# 2014 Canadian MO Problems/Problem 2

## Problem

Let $m$ and $n$ be odd positive integers. Each square of an $m$ by $n$ board is coloured red or blue. A row is said to be red-dominated if there are more red squares than blue squares in the row. A column is said to be blue-dominated if there are more blue squares than red squares in the column. Determine the maximum possible value of the number of red-dominated rows plus the number of blue-dominated columns. Express your answer in terms of $m$ and $n$.

## Solution

This problem needs a solution. If you have a solution for it, please help us out by adding it. Answer: $\frac{2m+n-1}{2}$. Without losing of generality, $m \geq n$ and $m=2k+1$, $n=2l+1$. For a column with m cells to be blue-dominated, at least $k+1$ cells have to be blue. Similarly, for a row with n cells to be red-dominated, at least $l+1$ have to be red. So, we divide $m$ by $n$ rectangle: $k+1$ by $l$, $k+1$ by $l+1$, $k$ by $l+1$ and $k$ by $l$. We look at the rectangle $k+1$ by $l$, it has most $y$ blue-dominated columns, so we paint the rectangle $k+1$ by $l$ blue.

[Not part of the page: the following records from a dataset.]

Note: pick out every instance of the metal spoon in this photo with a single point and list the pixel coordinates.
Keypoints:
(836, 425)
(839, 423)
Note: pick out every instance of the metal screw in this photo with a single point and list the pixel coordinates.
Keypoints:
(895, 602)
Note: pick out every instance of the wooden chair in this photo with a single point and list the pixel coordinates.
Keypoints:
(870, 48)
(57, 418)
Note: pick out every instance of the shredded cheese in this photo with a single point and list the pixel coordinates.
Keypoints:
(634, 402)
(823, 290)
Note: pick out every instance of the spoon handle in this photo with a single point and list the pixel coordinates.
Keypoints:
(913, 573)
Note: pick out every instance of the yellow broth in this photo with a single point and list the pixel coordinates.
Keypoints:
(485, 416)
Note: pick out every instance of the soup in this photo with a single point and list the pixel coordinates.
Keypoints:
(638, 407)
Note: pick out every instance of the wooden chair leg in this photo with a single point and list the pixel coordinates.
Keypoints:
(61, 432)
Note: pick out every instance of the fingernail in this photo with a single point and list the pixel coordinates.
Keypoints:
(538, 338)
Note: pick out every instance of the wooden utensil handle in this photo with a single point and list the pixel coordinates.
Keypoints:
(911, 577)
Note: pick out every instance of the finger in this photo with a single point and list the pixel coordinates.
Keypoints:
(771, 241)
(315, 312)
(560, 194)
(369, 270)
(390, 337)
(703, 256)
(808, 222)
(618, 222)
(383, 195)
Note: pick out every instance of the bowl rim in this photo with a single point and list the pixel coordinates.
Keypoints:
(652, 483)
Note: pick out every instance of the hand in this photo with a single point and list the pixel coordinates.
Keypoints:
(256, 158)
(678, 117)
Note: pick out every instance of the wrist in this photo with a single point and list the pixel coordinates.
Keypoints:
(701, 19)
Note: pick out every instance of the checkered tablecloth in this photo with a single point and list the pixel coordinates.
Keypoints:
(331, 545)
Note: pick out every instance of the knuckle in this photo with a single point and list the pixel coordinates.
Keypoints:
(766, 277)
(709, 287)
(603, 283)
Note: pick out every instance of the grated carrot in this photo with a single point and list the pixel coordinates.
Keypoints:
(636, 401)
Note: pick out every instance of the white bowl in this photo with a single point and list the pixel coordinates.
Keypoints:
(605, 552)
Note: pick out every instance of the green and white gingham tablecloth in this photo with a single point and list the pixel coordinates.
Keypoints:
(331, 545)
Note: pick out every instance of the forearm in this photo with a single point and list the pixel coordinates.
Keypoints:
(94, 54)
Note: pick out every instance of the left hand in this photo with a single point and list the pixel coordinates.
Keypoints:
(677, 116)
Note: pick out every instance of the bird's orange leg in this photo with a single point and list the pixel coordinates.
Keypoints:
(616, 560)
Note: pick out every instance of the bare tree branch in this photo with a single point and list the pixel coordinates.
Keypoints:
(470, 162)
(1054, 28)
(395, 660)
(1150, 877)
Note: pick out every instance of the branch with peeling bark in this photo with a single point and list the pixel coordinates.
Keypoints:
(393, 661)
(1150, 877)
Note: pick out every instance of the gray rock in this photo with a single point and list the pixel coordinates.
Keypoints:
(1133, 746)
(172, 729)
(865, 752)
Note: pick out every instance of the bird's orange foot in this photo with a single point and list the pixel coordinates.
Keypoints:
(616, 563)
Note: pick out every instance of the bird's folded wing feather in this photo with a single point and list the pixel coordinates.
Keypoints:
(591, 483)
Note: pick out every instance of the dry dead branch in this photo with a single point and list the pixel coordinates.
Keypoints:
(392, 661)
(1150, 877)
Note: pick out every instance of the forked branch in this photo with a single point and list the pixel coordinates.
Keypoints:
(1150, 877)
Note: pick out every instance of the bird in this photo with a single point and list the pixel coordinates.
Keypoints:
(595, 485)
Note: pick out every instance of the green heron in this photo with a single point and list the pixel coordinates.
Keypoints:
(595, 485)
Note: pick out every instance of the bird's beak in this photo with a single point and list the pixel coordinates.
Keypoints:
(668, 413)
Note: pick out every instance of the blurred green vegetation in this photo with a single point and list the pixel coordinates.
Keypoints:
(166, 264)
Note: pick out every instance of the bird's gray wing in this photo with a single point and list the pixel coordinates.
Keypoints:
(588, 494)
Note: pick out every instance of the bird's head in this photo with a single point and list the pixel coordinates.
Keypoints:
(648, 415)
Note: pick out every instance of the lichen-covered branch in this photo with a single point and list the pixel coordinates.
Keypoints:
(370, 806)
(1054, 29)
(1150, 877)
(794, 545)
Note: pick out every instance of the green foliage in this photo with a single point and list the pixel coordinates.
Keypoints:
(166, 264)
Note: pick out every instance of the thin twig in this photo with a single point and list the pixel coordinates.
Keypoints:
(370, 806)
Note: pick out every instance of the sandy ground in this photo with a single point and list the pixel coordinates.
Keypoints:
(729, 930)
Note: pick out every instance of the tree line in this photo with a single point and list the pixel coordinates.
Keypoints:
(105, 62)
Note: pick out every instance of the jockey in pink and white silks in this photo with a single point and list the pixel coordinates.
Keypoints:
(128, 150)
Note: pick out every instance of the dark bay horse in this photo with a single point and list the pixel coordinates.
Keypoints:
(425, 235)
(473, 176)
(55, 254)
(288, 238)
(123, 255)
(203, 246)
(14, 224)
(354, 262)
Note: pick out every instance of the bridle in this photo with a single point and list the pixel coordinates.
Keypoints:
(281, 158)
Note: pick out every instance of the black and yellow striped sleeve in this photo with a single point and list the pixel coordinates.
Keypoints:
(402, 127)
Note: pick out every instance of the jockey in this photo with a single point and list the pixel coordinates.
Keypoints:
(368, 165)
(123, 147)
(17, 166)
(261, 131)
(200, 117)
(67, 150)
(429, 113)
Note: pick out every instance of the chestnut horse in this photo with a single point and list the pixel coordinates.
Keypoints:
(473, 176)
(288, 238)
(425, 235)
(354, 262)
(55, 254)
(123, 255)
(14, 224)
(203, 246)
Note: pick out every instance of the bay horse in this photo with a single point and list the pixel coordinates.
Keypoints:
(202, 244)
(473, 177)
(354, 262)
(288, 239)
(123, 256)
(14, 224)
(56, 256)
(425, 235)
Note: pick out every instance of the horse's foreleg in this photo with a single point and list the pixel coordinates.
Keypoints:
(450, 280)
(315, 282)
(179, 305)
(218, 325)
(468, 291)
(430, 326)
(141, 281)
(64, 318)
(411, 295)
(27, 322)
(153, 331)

Now, we look at the rectangle $k+1$ by $l+1$. It has most $k+1$ red-dominated rows $(k \geq l)$. So, we paint the rectangle $k+1$ by $l+1$ red. If we look at the rectangle $k$ by $l+1$ and paint it in blue, it cannot be blue-dominated, so we paint it red. Now, we have $2k+l+1$ dominated rows and columns. It is not necessary to look at the rectangle $k$ by $l$, it cannot be dominated no matter how we paint it. We have $2k+l+1= \frac{2m+n-1}{2}$ dominated rows and columns.